Moreover, the usefulness of obtaining information and providing feedback on joint loading in a free-living environment is not yet proven. Undesirable mechanical loading plays a critical role in the onset and progression of OA [
2,
4,
50]. However, what constitutes “undesirable” mechanical loading on the joint in a free-living environment is currently unknown. Therefore, providing feedback and information on this parameter is presumptuous. For this reason, the therapists indicated that the app is usable but currently not useful. Therefore, the health-care professionals indicated that, before JOLO can be implemented in a rehabilitation setting, benchmarks for proper joint loading need to be added to the app. Furthermore, the health-care professionals also expressed their concerns regarding the accuracy of the joint loading based on group averages and indicated that more personalized methods should be implemented. Currently, the population average based on lab-based data is used as a joint loading template. However, this will induce an error when estimating the functional status of an individual. The current workflow used to calculate joint contact forces involves an extensive lab-setup and musculoskeletal modeling. It is not feasible to implement such a workflow in a rehabilitation setting to obtain an individual’s joint loading profile. Therefore, alternative methods to calculate or predict joint contact forces should be investigated so that they can be used to obtain a more personalized functional status. Previously, IMUs have been used to estimate ground reaction forces and moments (e.g., [
51,
52,
53]) and even joint contact forces (e.g., [
54,
55]) using machine learning techniques. Those results show the potential of using IMUs to obtain complex measures outside of the lab. However, more research is needed to reduce the prediction errors on the implementation within a rehabilitation setting and on the implementation of this measure in the JOLO app. Therefore, JOLO can only be implemented in a rehabilitation setting if these issues are simultaneously addressed.

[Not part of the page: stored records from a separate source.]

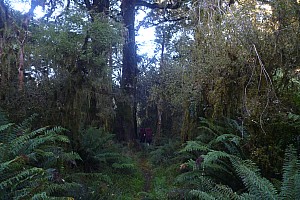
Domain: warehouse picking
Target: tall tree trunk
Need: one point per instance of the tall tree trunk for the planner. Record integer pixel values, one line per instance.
(126, 113)
(159, 105)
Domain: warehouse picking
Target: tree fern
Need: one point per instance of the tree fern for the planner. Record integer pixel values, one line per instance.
(291, 175)
(24, 173)
(257, 186)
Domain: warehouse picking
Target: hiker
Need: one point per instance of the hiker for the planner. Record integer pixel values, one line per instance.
(149, 135)
(142, 135)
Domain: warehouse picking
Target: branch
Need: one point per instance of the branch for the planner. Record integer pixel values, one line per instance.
(157, 5)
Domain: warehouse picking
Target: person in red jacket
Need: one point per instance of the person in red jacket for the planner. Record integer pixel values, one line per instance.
(149, 135)
(142, 135)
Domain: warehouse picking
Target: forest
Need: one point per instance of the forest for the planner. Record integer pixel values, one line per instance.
(88, 111)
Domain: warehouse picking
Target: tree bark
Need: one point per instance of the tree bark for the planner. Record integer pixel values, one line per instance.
(126, 111)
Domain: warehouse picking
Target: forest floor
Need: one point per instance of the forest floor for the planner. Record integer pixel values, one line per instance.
(144, 165)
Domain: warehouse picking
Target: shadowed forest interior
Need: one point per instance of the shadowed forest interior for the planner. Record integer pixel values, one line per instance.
(212, 113)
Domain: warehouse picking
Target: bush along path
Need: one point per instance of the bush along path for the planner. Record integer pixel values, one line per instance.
(146, 169)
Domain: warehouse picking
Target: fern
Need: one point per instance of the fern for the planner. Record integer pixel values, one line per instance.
(257, 186)
(194, 146)
(26, 157)
(291, 173)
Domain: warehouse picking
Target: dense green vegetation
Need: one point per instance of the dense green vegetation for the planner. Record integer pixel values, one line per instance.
(220, 92)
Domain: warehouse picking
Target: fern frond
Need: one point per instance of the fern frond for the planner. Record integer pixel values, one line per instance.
(5, 126)
(96, 177)
(69, 156)
(257, 186)
(123, 166)
(202, 195)
(192, 146)
(291, 171)
(215, 156)
(15, 180)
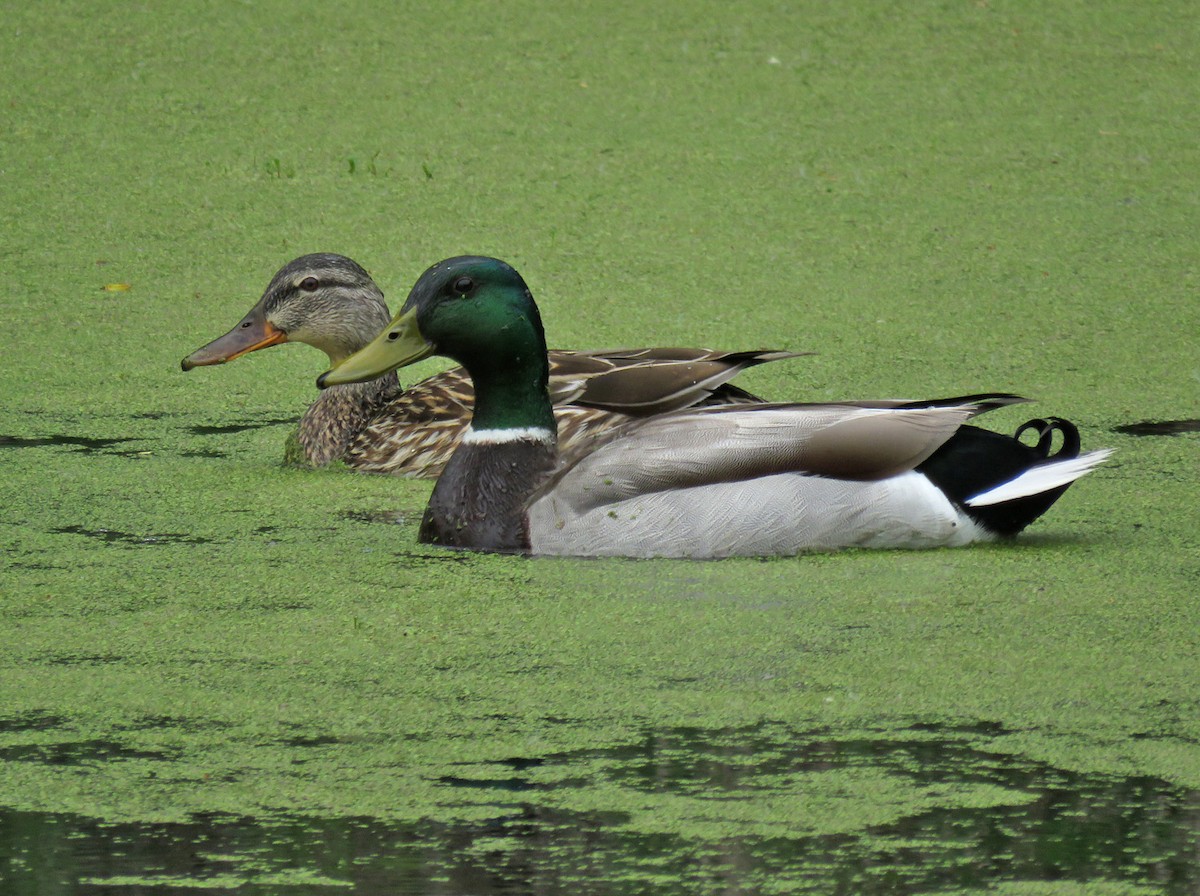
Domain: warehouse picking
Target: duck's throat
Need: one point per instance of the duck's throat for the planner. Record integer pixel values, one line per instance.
(513, 401)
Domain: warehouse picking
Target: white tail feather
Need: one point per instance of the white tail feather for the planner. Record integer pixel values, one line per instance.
(1041, 479)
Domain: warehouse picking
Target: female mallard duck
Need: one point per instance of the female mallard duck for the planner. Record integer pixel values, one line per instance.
(331, 304)
(701, 482)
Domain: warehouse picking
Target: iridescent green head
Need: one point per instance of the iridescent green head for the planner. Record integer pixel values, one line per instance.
(479, 312)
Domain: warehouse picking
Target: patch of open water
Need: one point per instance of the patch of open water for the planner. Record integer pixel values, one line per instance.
(1050, 824)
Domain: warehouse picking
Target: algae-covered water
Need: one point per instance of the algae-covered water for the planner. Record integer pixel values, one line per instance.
(221, 673)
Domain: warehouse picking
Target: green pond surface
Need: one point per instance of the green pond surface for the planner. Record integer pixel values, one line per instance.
(222, 674)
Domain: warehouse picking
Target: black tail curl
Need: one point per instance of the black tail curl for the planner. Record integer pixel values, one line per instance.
(1045, 431)
(975, 461)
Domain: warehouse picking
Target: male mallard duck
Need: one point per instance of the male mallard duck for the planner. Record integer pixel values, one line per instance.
(331, 304)
(700, 482)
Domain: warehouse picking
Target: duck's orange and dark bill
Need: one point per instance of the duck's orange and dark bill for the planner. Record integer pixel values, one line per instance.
(253, 332)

Future work on the JOLO app should investigate feasible methods to estimate joint contact forces in a free-living situation using a combination of IMU sensors and machine learning techniques. These techniques will allow for more personalized joint loading templates and reduce the error in the functional status estimation. Furthermore, benchmarks for healthy joint loading should be investigated so that they can be used as a guideline for therapeutic goal setting. This can be done by exploring the differences in functional status between healthy individuals and individuals with hip or knee OA. Providing benchmarks and testing the effectiveness of the feedback that benchmarks the individual patient performance against healthy individuals or well-recovering peers should prove the usefulness of the JOLO app and facilitate its integration in rehabilitation. Moreover, to ease the natural integration in everyday life, a different carrier for the phone should be found by designing a custom made belt with skin-friendly material that is adjustable to common anthropometric measures. To do this, different types of prototypes, in terms of materials, shapes and sizes, should be created and field-tested. Furthermore, the activity recognition algorithms should be improved to reduce the amount of misclassification, possibly by adding real-life labeled data from hip and knee OA patients to the training data set.